4.3. Proteomics on sub-cellular compartment

Although 30% of naturally occurring proteins are predicted to be embedded in biological membranes [41], comprehensive membrane proteomics is technically difficult due to the hydrophobicity, heterogeneity and lower abundance of membrane proteins. In mycorrhizal symbioses, membrane proteins are very important because they likely include the receptors that control the fungal–plant dialogue as well as the transporters that mediate nutrient exchange.

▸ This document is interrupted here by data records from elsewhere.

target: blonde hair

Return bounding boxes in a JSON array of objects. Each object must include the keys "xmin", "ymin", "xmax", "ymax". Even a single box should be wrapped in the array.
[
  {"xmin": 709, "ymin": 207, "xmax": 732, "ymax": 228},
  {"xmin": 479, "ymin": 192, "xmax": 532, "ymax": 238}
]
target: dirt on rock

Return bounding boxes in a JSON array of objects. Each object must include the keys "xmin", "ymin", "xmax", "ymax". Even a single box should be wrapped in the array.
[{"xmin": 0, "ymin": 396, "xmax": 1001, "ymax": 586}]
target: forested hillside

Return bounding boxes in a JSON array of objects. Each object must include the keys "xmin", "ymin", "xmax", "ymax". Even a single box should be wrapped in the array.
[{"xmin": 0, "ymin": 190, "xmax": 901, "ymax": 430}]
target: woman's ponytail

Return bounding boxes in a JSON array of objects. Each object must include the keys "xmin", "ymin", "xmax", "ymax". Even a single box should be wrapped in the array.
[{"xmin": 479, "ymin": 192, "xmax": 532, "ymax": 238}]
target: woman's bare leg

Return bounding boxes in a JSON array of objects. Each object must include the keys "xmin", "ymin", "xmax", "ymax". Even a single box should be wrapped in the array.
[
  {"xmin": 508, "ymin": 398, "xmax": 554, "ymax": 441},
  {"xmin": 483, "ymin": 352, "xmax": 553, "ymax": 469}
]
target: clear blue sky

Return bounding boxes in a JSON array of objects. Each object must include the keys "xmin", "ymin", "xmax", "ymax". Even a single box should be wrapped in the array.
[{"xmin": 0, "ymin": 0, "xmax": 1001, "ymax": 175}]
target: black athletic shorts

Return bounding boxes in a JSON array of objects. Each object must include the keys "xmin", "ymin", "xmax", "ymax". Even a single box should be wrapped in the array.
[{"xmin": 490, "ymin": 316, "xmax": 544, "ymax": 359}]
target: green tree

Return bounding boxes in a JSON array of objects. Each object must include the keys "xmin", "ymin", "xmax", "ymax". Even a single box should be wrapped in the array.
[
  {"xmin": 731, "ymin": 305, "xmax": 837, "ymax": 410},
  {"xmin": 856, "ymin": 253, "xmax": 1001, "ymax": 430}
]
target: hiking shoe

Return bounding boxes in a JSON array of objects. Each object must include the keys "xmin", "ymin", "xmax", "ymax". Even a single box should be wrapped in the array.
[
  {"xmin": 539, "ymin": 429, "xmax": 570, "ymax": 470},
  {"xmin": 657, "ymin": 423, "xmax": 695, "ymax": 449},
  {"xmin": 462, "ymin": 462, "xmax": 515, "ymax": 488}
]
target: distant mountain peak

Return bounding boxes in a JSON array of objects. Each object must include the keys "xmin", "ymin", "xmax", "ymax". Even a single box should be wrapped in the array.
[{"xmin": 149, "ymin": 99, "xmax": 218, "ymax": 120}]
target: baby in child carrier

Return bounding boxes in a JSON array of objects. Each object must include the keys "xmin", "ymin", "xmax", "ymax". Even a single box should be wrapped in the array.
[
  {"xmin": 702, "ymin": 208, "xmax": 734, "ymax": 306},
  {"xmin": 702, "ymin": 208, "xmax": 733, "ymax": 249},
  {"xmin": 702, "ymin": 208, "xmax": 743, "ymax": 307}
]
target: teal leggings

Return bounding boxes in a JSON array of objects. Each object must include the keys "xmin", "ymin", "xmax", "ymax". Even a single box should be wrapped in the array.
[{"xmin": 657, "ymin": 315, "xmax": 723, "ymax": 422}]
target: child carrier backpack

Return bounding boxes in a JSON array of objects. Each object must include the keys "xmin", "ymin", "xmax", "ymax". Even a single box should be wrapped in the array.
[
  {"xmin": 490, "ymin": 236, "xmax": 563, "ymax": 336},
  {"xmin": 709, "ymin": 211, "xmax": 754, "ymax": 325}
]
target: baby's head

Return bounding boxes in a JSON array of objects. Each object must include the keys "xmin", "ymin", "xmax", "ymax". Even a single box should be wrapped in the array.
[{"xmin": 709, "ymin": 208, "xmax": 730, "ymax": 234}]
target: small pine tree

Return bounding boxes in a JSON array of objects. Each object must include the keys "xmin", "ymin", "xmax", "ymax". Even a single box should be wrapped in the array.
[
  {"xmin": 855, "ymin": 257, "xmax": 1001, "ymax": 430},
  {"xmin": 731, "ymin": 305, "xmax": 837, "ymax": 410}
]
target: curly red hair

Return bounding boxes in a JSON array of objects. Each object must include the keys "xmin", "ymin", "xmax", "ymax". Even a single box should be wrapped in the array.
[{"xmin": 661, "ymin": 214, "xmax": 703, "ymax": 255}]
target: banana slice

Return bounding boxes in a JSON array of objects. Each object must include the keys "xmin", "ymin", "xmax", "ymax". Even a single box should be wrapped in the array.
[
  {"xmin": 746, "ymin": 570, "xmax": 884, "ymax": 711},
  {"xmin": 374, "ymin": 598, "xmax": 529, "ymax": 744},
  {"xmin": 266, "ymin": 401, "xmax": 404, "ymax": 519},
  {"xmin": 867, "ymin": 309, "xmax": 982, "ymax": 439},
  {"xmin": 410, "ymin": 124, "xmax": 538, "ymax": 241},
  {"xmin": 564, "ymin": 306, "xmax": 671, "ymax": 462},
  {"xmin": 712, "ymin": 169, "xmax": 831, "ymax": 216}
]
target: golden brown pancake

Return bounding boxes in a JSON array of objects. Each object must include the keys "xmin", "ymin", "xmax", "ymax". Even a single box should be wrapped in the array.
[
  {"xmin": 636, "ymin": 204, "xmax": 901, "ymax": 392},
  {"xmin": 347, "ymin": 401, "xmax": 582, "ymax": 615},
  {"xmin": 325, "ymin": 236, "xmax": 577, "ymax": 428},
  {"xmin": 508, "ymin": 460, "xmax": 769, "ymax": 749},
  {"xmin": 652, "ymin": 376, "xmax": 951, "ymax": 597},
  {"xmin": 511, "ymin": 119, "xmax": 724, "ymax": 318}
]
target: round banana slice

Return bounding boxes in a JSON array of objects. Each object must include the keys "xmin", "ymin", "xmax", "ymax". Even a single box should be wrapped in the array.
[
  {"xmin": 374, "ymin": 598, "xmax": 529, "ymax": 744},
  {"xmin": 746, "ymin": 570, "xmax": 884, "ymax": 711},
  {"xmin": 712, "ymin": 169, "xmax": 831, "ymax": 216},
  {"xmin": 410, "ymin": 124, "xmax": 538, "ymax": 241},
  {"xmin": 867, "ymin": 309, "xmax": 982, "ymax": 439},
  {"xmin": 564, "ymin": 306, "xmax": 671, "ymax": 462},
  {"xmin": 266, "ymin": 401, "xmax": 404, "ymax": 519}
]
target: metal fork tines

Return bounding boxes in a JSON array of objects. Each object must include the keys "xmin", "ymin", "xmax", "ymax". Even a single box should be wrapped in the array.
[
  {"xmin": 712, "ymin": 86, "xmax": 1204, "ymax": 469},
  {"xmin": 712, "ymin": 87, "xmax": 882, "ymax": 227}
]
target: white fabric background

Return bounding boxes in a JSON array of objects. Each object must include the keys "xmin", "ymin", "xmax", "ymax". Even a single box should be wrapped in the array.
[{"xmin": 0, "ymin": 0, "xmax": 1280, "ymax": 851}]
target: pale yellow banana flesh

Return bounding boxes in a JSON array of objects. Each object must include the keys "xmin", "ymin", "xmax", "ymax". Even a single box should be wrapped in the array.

For these reasons, many authors have focused on membrane proteins using different enrichment protocols.

The first study on sub-cellular fractionation of membrane proteins was conducted by Benabdellah et al. (1998). They isolated the microsomal protein fraction from colonized tomato roots, where they found several differentially expressed proteins [42]. Few years later, the same group identified for the first time a protein related to mycorrhizal symbiosis by Edman N-terminal sequencing, after plasma membrane enrichment and 2DE-PAGE protein separation [43].

The years between 2000 and 2010 saw the rapid increase of mass spectrometry as the main proteomic technique for protein identification and quantification, replacing other techniques previously used. The difficulties and the low number of proteins identified with the Edman N-terminal sequencing were overcome with the advent of mass spectrometry, and new intriguing possibilities were opened.

Valot et al. (2005) also used a sub-cellular proteomic approach to monitor membrane-associated protein modifications during the AM symbiosis [44]. 2DE-PAGE of root microsomes revealed some mycorrhiza-responsive proteins including 15 induced, 3 up-regulated, and also 18 down-regulated proteins. Among those 36 regulated proteins, 25 were identified using the MALDI-TOF. Except for an acid phosphatase and a lectin, none of them was previously reported as being regulated during the AM symbiosis. This sub-cellular proteomic approach allowed for the first time the identification of fungal proteins expressed in planta. In their final conclusion, the authors pinpointed the next challenge: the identification of membrane proteins located in and around the arbuscule, the mycorrhizal symbiosis-specific fungal structure.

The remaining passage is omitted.